Even worse, everyone tells Ig what they really think about Ig. It turns out that the whole town thinks Ig murdered his ex-girlfriend. If the menfolk here had any testicles, says Ig’s priest, they’d have lynched Ig properly. Not even Ig’s mother believes his innocence. She wants to write Ig a nice letter, on her nicest stationery, explaining that she loves Ig very much and wants him to go away and never come back.
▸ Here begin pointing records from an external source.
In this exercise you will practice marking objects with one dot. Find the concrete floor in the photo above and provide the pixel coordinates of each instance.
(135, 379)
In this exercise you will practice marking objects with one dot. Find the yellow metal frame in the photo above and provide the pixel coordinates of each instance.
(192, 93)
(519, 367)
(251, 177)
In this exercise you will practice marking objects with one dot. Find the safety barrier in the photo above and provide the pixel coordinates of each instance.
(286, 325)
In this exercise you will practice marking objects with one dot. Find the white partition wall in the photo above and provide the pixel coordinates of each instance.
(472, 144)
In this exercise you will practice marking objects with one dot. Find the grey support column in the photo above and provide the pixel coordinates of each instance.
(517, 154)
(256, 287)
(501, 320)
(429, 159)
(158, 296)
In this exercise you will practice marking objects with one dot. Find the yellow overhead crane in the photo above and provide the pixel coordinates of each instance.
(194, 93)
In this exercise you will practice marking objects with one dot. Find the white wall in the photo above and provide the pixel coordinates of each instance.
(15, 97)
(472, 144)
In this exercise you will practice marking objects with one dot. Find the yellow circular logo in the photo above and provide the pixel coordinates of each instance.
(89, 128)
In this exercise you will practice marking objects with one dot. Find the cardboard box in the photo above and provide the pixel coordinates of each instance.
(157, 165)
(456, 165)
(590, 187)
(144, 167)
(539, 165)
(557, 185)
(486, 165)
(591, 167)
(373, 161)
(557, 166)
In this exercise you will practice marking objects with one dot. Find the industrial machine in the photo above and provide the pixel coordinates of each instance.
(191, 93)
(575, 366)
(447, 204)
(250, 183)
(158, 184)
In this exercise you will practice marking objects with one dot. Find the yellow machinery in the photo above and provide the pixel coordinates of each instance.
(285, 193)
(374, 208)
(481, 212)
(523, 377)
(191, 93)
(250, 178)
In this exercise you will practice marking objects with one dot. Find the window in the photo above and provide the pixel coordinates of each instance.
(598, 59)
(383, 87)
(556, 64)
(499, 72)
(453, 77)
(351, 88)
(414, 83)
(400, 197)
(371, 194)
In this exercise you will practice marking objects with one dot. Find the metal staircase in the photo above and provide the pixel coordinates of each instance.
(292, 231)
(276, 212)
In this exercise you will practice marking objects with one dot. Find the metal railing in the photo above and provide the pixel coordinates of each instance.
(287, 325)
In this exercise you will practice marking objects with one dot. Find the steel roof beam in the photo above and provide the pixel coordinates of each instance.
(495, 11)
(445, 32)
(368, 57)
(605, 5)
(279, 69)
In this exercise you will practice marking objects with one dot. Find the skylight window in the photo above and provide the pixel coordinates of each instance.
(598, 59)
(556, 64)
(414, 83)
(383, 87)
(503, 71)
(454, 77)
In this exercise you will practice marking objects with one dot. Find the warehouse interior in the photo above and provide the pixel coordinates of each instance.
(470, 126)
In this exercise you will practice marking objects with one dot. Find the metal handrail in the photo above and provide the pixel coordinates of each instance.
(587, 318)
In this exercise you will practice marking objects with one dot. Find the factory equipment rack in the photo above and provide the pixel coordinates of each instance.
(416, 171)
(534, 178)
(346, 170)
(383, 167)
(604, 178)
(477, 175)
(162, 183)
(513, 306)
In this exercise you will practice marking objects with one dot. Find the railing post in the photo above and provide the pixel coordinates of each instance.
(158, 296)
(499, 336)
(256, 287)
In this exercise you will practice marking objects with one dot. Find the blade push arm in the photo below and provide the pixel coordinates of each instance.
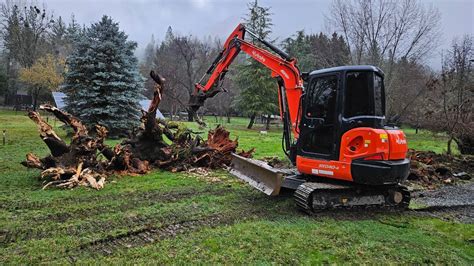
(282, 66)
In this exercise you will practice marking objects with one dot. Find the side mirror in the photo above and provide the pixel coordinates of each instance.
(305, 76)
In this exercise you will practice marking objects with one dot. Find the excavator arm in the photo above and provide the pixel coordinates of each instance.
(282, 66)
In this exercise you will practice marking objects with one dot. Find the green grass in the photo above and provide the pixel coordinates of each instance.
(194, 219)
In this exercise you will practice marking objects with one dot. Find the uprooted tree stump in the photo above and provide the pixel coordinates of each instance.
(87, 161)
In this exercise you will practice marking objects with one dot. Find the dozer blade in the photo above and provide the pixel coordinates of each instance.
(258, 174)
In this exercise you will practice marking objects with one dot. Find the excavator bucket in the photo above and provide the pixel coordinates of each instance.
(258, 174)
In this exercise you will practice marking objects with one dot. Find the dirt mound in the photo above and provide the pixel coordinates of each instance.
(430, 169)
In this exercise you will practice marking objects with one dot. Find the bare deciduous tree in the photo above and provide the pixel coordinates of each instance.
(383, 32)
(450, 106)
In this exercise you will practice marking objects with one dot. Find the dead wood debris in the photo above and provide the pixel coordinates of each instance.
(79, 163)
(430, 169)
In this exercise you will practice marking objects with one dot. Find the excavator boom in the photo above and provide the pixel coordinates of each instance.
(333, 131)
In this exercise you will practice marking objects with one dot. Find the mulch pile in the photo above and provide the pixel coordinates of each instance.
(430, 169)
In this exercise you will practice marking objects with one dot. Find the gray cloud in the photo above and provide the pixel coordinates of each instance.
(142, 18)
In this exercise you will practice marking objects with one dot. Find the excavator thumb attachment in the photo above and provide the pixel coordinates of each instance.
(258, 174)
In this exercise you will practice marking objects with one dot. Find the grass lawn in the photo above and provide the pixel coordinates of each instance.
(182, 218)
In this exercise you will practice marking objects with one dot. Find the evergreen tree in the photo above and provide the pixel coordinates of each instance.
(258, 94)
(317, 51)
(103, 83)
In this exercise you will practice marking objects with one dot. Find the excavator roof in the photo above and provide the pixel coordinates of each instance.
(348, 68)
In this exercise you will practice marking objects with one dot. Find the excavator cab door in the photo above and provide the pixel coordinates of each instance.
(318, 117)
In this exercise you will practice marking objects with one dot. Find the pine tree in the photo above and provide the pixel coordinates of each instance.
(103, 83)
(258, 90)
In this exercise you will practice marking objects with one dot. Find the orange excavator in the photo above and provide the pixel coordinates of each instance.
(333, 131)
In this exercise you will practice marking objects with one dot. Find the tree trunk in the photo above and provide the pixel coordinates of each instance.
(465, 144)
(267, 126)
(449, 145)
(252, 121)
(190, 115)
(35, 98)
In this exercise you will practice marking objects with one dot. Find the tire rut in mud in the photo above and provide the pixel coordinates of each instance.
(138, 200)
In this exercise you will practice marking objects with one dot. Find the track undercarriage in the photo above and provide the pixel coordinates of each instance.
(314, 194)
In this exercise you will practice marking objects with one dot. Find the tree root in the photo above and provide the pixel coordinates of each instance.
(78, 163)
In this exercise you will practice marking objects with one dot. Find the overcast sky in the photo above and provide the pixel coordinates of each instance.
(142, 18)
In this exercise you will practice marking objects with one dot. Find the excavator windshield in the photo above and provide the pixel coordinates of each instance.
(364, 94)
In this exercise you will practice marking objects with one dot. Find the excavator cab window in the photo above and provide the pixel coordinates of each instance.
(363, 94)
(317, 130)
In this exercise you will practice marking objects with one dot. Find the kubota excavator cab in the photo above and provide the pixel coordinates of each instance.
(342, 134)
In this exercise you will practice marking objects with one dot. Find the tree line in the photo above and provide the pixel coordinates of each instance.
(397, 36)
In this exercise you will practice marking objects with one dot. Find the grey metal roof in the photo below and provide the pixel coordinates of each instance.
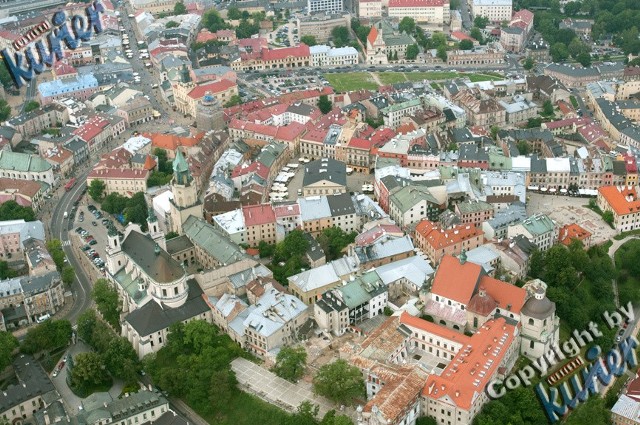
(152, 317)
(161, 267)
(33, 381)
(325, 169)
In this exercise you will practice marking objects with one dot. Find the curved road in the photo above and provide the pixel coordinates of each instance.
(60, 227)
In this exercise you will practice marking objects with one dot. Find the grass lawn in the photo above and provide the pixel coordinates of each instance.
(245, 409)
(350, 81)
(391, 77)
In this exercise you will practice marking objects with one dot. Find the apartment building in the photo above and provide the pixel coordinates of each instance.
(623, 202)
(362, 298)
(539, 229)
(422, 11)
(495, 10)
(370, 8)
(437, 242)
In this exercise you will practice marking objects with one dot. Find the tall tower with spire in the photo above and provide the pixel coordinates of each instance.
(185, 200)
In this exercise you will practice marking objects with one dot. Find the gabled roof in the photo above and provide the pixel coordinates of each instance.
(456, 281)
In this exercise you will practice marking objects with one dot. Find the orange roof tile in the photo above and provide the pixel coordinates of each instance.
(568, 232)
(622, 201)
(438, 238)
(373, 34)
(467, 375)
(456, 281)
(509, 297)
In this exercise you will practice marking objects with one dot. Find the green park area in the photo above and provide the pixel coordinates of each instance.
(344, 82)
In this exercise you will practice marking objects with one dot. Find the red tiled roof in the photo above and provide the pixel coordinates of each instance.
(255, 215)
(438, 238)
(373, 34)
(416, 3)
(119, 173)
(617, 199)
(568, 232)
(509, 297)
(462, 382)
(459, 35)
(524, 15)
(171, 141)
(456, 281)
(217, 86)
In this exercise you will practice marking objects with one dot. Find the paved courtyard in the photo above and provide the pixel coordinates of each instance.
(275, 390)
(566, 210)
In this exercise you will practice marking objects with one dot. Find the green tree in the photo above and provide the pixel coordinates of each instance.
(547, 108)
(528, 64)
(234, 14)
(408, 25)
(412, 52)
(324, 104)
(31, 106)
(88, 371)
(559, 52)
(340, 36)
(96, 189)
(48, 335)
(309, 40)
(481, 22)
(121, 360)
(584, 59)
(5, 110)
(233, 101)
(290, 363)
(86, 325)
(8, 343)
(339, 382)
(179, 8)
(106, 298)
(11, 210)
(330, 418)
(68, 274)
(466, 45)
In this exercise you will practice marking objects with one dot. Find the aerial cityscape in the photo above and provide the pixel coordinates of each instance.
(319, 212)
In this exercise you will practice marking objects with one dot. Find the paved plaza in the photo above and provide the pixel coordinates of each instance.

Ig’s father says something much worse.

Horns is stabbingly funny as it flirts with the ugly and the sublime; Flannery O’Connor on acid. Someone will have to read it and tell me what Hill has repurposed the cross to symbolize, though. There’s light and dark and crosses all ticking like Morse code (and there’s Morse code too), and there’s something Hill said that I didn’t quite catch.
readerjane: Book Cat (Default)

[personal profile] readerjane 2012-12-30 12:17 pm (UTC)(link)
I'll play!

For this first round, I'll toss in the non-fiction book I rec'd to you a while ago: Liars and Outliers by Bruce Schneier. Because it sounds like something you'd like. Audible has it.
ecaterin: Miles's face from Warrior's Apprentice. Text: We have advanced to new and surprising levels of bafflement. (Default)

[personal profile] ecaterin 2012-12-30 08:55 pm (UTC)(link)
*is very very interested in this thread!*

*has read precious few new books outside of light's reccs :D*

*but will try to come up with one!*

*enquiring minds want to know: does light like historical fiction?*
outlineofash: Zorg from The Fifth Element grins at the viewer. (Smile - Zorg)

[personal profile] outlineofash 2012-12-30 09:56 pm (UTC)(link)
How about All Men of Genius by Lev AC Rosen? I'm curious if it's worth reading, or simply another forgettable steampunk novel.
sibylle: (Default)

[personal profile] sibylle 2012-12-30 10:07 pm (UTC)(link)
I thought "The Collected Letters of Emily Dickinson" were a really interesting read, to get to know the woman behind the poems ... .
cyprinella: Rosemary sprigs (rosemary)

[personal profile] cyprinella 2012-12-31 01:31 am (UTC)(link)
I picked up Holley Bishop's Robbing the Bees a few years back and it's what got me interested in having bees. One of the few nonfiction titles I've actually finished.

[identity profile] whazzle.livejournal.com 2013-01-02 01:52 pm (UTC)(link)
You might like Akata Witch by Nnedi Okorafor ~ YA, has some great parts and some rushed parts and some what was that? parts. It would be really interesting to get your take on it.

(Also thanks for the reviews! I'm adding things to my TBR list now.)
cahn: (Default)

[personal profile] cahn 2013-01-21 11:37 pm (UTC)(link)
I wasn't able to reply to this until I finished this book! So it may be too late, but whatever, thought I'd throw this out there anyway.

Five Flavors of Dumb, Antony John. It looks like it's available on bookshare. It's told from the POV of a deaf girl, and I'm interested to know whether he sticks the landing at all.

I enjoyed the book, which I thought was well and engagingly written, and I liked the narrator Piper, and John gets points for getting it betaed by actual deaf people, but every so often I thought I might be catching a vibe of "Hey I'm gonna write a story about a deaf girl who becomes the manager of a band, isn't that a neat gimmick?" which... makes me cringe a little? I dunno. Maybe I'm imagining things.